Buradan yargıya geçmişken Ebru Timtik ve Aytaç Ünsal'ı bir kez daha hatırlatmak istiyorum, bıkmadan, usanmadan hatırlatacağız. Çünkü 2 avukat arkadaşımız ölüm orucundalar. Talepleri bu ülkede olmayan bir şey için, adil yargılanma için. Çünkü dosyalarında adil yargılanmanın emaresi olan hiçbir şey olmadı. Hiçbir delil olmaksızın arkadaşlarımızı yıllara varan cezalarla cezalandırdılar. Bu ülkede maalesef avukatlar, adil yargılanma için ölüm orucuna girmek zorunda kalıyorlar. Adil yargılanma talepleri bir an önce kabul edilsin diyorum. Yargıtayda olan dosyaları bir an önce ele alınsın ve adil yargılanma talepleri de kabul edilsin. Ebru ve Aytaç arkadaşımız yaşasın, bir ölümü daha kaldıracak durumda değiliz zira.
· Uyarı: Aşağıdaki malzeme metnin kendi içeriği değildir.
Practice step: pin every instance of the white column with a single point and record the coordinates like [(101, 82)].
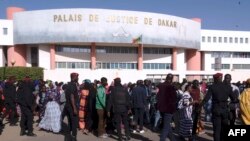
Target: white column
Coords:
[(2, 60), (44, 56), (28, 56)]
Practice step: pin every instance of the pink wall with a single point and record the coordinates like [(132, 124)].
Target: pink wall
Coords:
[(140, 57), (193, 58), (52, 57), (11, 10), (93, 56), (20, 55), (16, 53), (10, 55), (174, 59)]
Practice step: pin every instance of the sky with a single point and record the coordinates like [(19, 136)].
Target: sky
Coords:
[(215, 14)]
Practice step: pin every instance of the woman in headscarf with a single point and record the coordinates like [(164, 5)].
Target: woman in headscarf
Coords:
[(83, 109), (245, 104), (52, 116), (185, 113)]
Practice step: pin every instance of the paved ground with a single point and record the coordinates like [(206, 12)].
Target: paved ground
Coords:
[(10, 133)]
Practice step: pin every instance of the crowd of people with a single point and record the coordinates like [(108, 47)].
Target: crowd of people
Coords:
[(102, 109)]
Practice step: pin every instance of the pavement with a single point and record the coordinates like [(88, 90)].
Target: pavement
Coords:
[(11, 133)]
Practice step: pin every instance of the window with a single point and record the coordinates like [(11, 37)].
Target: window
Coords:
[(73, 49), (241, 66), (241, 55), (223, 66), (221, 54), (209, 39), (241, 40), (220, 39), (214, 39), (236, 40), (5, 31), (73, 65), (225, 39), (231, 40), (246, 40), (203, 39), (156, 66), (151, 50), (61, 65)]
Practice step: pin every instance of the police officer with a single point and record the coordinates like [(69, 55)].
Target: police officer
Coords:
[(71, 106), (120, 101), (10, 100), (220, 92)]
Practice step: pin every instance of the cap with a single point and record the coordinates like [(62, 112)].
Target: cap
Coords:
[(217, 75), (86, 81)]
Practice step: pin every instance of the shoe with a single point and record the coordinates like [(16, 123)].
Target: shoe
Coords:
[(142, 131), (120, 139), (154, 129), (13, 124), (127, 138), (22, 132), (201, 132), (73, 138), (104, 136), (31, 135)]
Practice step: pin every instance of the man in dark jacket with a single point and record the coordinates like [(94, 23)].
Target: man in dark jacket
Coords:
[(25, 99), (139, 102), (120, 101), (220, 92), (166, 103), (10, 100), (72, 106)]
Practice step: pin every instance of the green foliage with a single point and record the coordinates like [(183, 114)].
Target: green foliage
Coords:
[(21, 72)]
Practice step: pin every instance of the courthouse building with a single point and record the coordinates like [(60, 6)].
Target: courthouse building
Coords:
[(99, 42)]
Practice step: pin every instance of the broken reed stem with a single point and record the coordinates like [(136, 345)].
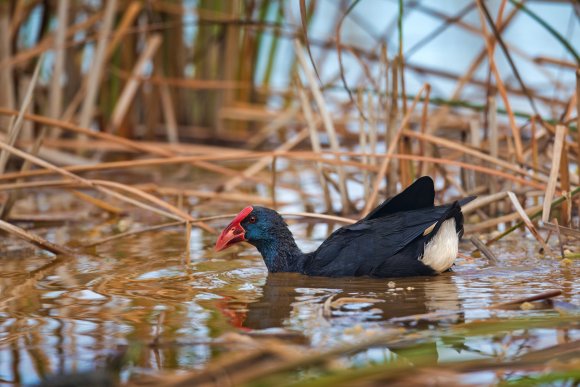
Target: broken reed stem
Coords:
[(500, 85), (16, 125), (128, 93), (174, 213), (326, 119), (486, 251), (393, 143), (187, 243), (536, 297), (533, 216), (556, 157), (98, 64), (296, 155), (530, 226)]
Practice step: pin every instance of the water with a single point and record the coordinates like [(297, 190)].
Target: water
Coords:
[(70, 314)]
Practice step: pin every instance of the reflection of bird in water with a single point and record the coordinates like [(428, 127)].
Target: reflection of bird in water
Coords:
[(284, 293), (405, 297)]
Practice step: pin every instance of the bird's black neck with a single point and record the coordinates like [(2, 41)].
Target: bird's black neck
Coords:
[(281, 254)]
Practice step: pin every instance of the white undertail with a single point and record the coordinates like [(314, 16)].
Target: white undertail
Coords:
[(441, 251)]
Diğer bir meselemiz İstanbul Sözleşmesi, yine çok gündem olmaya başladı sürekli tartışılıyor, kaldırılması, imzanın çekilmesi vesaire gibi tartışmalar yapılıyor. Ya, buradan gerçekten sormak istiyorum. İstanbul Sözleşmesi'nin koruduğu haklardan neden vazgeçilmek isteniyor? Kadına yönelik aile içi şiddet, cinsel istismar, tecavüz, zorla erken evlendirme, namus cinayetleri, kadına yönelik her türlü şiddetin önlenmesi, çocukların korunması meselesini düzenleyen bir İstanbul Sözleşmesi'nden imzayı neden geri çekmek istersiniz? Kadınların korunmasından yana değil misiniz? Kadınların şiddete uğramasından yana mısınız? Kutsal aile dediğiniz mekânlarda kadınlar öldürülüyorsa, kadınlar şiddete maruz kalıyorsa, kadınlar ve çocuklar tecavüze maruz kalıyorsa, aman ailemiz korunsun ama kadınların başına, çocukların başına ne gelirse gelsin mi diyorsunuz? Herhâlde bunları diyorsunuz ki İstanbul Sözleşmesi'ndeki imzayı geri çekmeye, kaldırmaya çalışıyorsunuz. Gerçekten anlaşılabilir bir şey değil. Yarattığınız algı da gerçeklere dayanmıyor. Kesinlikle bu Sözleşme'den kadınlar vazgeçilmesinden yana değiller. Zaten kadınları korumadığınız bir sistem var, zaten erkek yargı var ve İstanbul Sözleşmesi kadınlar açısından gerçekten büyük dayanak. Bu dayanağı kaldırdığınızda kadınlar daha fazla şiddetle baş başa kalacaklar, tecavüze, tacize uğramaya devam edecekler, erken evlendirmeye, namus cinayetlerine kurban gidecekler. Siz bunları mı istiyorsunuz gerçekten? Lafı geldiğinde en büyük kadın hakları savunucusu siz olurken, nasıl oluyor da kadınların kazanımları olan, kadınların yıllarca mücadele ederek kazandığı böyle bir sözleşmeden geri çekilmeyi düşünebiliyorsunuz, bunu tartışabiliyorsunuz? Kusura bakmayın, makbul kadınlarınız da, şiddete boyun eğen kadınlar da olmayacağız, aile içerisinde cinayete kurban gitmeye de sessiz kalmayacağız. Kadınlar bunun için sokaklardalar, İstanbul Sözleşmesi'ni savunmak için sokaklarda, meydanlardalar.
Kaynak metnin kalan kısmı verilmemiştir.